In their 2-1 split decision, the justices ruled in opposition to their judicial brethren at the U.S. Court of Appeals for the Sixth Circuit in Cincinnati, which in June upheld the law, by the same 2-1 vote. With two circuit courts now in opposition on the law’s constitutionality, the last and final stop on PPACA’s countrywide tour of the U.S. court system is now in sight.
In making their ruling for the Eleventh Circuit, Judges Joel Dubina and Frank Hull said in a their majority opinion that “This economic mandate represents a wholly novel and potentially unbounded assertion of congressional authority: the ability to compel Americans to purchase an expensive health insurance product they have elected not to buy, and to make them re-purchase that insurance product every month for their entire lives.”
Whether you agree or disagree with this opinion, I think we can all agree they got one thing right: health insurance is expensive.
Proponents of the law could find some reason to cheer the Eleventh Circuit’s decision, in that it largely overturned the January ruling by Florida’s District Court Judge Roger Vinson, who essentially threw the whole law onto the scrap heap. In their ruling, Judges Dubina and Hall noted that it was possible to separate the individual insurance mandate from the rest of the law.
So now the focus will be where it was assumed it would end up all along – the law’s requirement that all citizens buy health insurance. People who like to prognosticate on how the Supreme Court will decide on this case based on whether a judge was appointed by a Republican or Democratic president need only look at this latest judgment to see their folly. Judge Frank Hull was a late 1990s nominee to the bench by President Bill Clinton.
Make no mistake, the case is nuanced and will test the Commerce Clause in a way that it never has been before. That means from a strictly legal sense, this one is hard to call.
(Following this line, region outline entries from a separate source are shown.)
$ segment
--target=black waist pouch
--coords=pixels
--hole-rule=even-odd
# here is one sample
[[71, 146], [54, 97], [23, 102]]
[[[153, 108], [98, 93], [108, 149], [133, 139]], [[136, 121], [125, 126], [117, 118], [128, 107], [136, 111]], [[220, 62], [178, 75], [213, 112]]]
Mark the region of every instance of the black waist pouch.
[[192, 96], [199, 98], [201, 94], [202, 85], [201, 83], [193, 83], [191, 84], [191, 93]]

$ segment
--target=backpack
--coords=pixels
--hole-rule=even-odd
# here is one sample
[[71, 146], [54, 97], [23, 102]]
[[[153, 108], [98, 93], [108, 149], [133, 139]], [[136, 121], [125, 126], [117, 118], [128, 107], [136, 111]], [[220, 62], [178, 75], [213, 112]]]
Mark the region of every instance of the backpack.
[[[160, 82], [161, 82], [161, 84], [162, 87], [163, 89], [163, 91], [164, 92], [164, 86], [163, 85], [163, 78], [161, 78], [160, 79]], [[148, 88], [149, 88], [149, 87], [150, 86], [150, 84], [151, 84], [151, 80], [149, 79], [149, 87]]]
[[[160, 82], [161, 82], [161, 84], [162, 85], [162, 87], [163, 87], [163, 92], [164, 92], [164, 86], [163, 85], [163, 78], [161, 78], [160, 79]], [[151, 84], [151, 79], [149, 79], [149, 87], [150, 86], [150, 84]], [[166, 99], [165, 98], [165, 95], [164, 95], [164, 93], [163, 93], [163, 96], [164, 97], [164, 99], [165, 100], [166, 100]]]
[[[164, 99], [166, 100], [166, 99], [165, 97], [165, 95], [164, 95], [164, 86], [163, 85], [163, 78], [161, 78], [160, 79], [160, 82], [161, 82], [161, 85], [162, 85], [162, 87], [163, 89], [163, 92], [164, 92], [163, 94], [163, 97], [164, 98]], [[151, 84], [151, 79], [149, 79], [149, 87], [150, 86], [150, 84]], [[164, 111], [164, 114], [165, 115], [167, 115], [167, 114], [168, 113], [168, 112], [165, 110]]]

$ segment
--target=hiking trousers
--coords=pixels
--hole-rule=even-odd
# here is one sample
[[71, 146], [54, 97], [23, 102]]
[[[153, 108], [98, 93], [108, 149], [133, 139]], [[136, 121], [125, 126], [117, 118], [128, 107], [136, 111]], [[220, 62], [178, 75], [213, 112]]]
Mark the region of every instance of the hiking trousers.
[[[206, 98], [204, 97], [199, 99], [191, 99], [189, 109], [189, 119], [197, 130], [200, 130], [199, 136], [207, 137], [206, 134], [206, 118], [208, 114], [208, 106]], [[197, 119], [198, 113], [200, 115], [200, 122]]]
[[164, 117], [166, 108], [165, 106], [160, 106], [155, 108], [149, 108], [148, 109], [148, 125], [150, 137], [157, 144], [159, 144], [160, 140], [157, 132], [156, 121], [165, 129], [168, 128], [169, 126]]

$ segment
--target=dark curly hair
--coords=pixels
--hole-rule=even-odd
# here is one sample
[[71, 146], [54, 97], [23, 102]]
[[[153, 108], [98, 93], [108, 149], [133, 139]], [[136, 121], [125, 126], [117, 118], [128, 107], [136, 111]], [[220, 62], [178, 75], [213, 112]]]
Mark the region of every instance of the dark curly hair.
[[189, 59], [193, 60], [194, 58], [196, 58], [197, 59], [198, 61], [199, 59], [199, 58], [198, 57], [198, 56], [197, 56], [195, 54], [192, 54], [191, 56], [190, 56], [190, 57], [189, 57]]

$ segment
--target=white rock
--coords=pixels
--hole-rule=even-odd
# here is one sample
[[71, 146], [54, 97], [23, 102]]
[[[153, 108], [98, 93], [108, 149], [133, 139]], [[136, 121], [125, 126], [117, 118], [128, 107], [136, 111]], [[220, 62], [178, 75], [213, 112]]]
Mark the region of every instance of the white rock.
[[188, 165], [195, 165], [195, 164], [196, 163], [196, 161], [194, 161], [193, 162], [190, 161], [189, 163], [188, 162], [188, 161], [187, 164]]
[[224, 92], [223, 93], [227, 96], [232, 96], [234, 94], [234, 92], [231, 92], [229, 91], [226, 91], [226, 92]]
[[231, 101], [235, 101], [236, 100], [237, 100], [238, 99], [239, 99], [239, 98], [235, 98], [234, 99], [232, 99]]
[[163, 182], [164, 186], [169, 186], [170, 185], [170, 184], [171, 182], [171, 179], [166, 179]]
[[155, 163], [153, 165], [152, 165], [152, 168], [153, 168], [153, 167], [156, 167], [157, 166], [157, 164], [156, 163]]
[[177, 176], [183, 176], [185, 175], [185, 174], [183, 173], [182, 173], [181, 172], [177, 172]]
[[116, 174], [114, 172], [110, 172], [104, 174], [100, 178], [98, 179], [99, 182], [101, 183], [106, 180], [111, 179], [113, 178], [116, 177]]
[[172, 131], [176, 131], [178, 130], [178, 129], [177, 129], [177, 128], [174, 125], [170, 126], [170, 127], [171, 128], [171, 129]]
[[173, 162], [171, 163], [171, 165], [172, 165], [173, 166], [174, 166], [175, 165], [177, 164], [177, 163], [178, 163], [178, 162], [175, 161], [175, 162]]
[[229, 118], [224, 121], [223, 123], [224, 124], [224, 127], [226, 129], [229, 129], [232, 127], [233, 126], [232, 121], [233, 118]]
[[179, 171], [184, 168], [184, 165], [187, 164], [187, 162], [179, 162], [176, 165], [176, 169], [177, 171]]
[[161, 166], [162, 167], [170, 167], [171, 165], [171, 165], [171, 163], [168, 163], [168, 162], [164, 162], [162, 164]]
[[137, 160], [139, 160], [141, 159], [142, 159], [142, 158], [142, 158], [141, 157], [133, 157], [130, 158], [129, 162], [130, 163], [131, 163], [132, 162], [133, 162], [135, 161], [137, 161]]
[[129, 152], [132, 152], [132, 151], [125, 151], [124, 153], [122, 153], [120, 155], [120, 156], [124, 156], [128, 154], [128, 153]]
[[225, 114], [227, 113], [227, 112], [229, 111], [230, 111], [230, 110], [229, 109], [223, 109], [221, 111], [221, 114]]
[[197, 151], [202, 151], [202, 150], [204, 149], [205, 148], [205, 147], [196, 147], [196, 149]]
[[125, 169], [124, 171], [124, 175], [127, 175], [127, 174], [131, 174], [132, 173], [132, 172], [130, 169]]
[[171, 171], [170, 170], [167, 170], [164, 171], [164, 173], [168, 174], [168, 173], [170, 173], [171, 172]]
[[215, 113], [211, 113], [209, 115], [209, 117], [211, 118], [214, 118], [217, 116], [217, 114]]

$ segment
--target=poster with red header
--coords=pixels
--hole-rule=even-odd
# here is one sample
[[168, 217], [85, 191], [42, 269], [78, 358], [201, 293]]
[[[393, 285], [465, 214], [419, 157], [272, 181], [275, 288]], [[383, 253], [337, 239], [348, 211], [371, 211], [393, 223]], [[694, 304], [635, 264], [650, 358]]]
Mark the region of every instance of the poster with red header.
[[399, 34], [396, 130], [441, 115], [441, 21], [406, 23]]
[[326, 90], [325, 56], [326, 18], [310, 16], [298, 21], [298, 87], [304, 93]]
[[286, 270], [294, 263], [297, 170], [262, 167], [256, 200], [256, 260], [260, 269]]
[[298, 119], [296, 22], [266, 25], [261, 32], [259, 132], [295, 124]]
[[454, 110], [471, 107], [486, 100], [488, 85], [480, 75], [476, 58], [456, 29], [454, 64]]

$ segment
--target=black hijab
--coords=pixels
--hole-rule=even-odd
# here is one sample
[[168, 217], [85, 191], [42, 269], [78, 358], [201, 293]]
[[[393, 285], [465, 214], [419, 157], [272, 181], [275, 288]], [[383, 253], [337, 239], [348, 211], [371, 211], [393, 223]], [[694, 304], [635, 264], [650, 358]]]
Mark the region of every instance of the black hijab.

President Barak Obama has trotted out the same optimism with each setback saying that the individual mandate will ultimately stand the constitutionality test of the Commerce Clause, though he may not be in any hurry to find out.
Speculation persists that with the upcoming election, the Obama team may look for ways to delay having the high court hear the case until after the 2012 elections.
"If the Supreme Court rules against it, it's going to be hard for the American people not to understand that maybe this guy has gone too far," said Stephen Presser, a professor of legal history at Northwestern University in a story published in LegalNewsline.com. "All things considered, he'll probably try to delay until after the election."